L’enquête ou plutôt les enquêtes se déroulent en 2011 en Norvège près de Larvik (voir carte). Nous allons débuter une enquête qui tourne court, un homme seul est trouvé mort chez lui. Cette enquête close pour la police va intéresser Line Wisting jeune journaliste fille de notre enquêteur. En parallèle on va suivre une nouvelle enquête, celle d’un homme trouvé mort sous un sapin, dans une forêt, mais là pas de doute c’est un meurtre, c’est donc la police qui va mener les investigations.

Les deux « enquêteurs » ne vont pratiquement pas communiquer entre eux. Le lecteur va donc suivre ces deux affaires en parallèle et en tirer ses propres hypothèses et conclusions. C’est parfois un supplice pour le lecteur car il a envie de dire à l’un ou à l’autre « parle lui ».

Les deux affaires vont se développer à un rythme relativement lent, des détails vont venir petit former ce grand puzzle bien plus vaste que prévu.

On a le temps de découvrir des habitudes des gens. Le temps voilà qui va être omniprésent, que ce soit la météo avec les chutes de neige, le froid qui s’installe en ce mois de décembre, ou que ce soit l’espace temps.

Ces intrigues vont explorer le passé, aller aux sources du drame, que ce soit les années 60 ou années 80, on va avoir des liens qui vont se tisser. Mais c’est surtout quatre mois avant les découvertes, mois juillet-août, qu’il faut trouver le fait déclencheur des cet enchaînement.

Petit à petit le rythme va s’accélérer. Des découvertes vont venir augmenter la pression. Les petites questions touchant au passé vont déclencher des avalanches inattendues. La tension va en s'intensifiant jusqu'au moment crucial. Ce crescendo sur la dernière partie mets les nerfs en pelote !

La solitude tient une place importante dans les drames. C’est d’ailleurs ce qui a motivé l’article de Line Wisting.

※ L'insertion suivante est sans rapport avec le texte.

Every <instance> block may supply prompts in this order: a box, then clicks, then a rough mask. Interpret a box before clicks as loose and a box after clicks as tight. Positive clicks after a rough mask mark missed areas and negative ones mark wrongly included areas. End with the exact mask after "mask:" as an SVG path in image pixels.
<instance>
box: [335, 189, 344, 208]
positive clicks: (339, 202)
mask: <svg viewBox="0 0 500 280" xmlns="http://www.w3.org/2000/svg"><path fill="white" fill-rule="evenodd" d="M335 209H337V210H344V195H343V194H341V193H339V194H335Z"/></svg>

La famille est aussi une thématique qui va jouer un rôle. La généalogie et les liens qui se tissent au niveau mondial, les névroses que cela peut engendrer ou au contraires les liens forts qui unissent, tout aura son importance.

J’ai découvert l’expression « l’homme des cavernes » qui n’a rien à voir avec les hommes préhistoriques… je vous laisse le découvrir dans cette enquête.

Il est beaucoup question de cavités dans cette histoire, c’est lieux profonds où l’on cache des secrets plus ou moins intimes, mais je ne peux vous en dire plus.

J’ai beaucoup aimé voir nos deux enquêteur aborder leurs investigations avec chacun une façon de faire, le policier et la journaliste ne vont pas suivre les mêmes méthodes. Il y aussi les relations police et journalistes que dire et que faire... le droit à l'information la course au scoops... mais pas entre père et fille. Respect mutuel.

C’est une jolie découverte, quoique macabre, et je pense lire d’autres romans de cette série.

Je remercie Folio de leur confiance.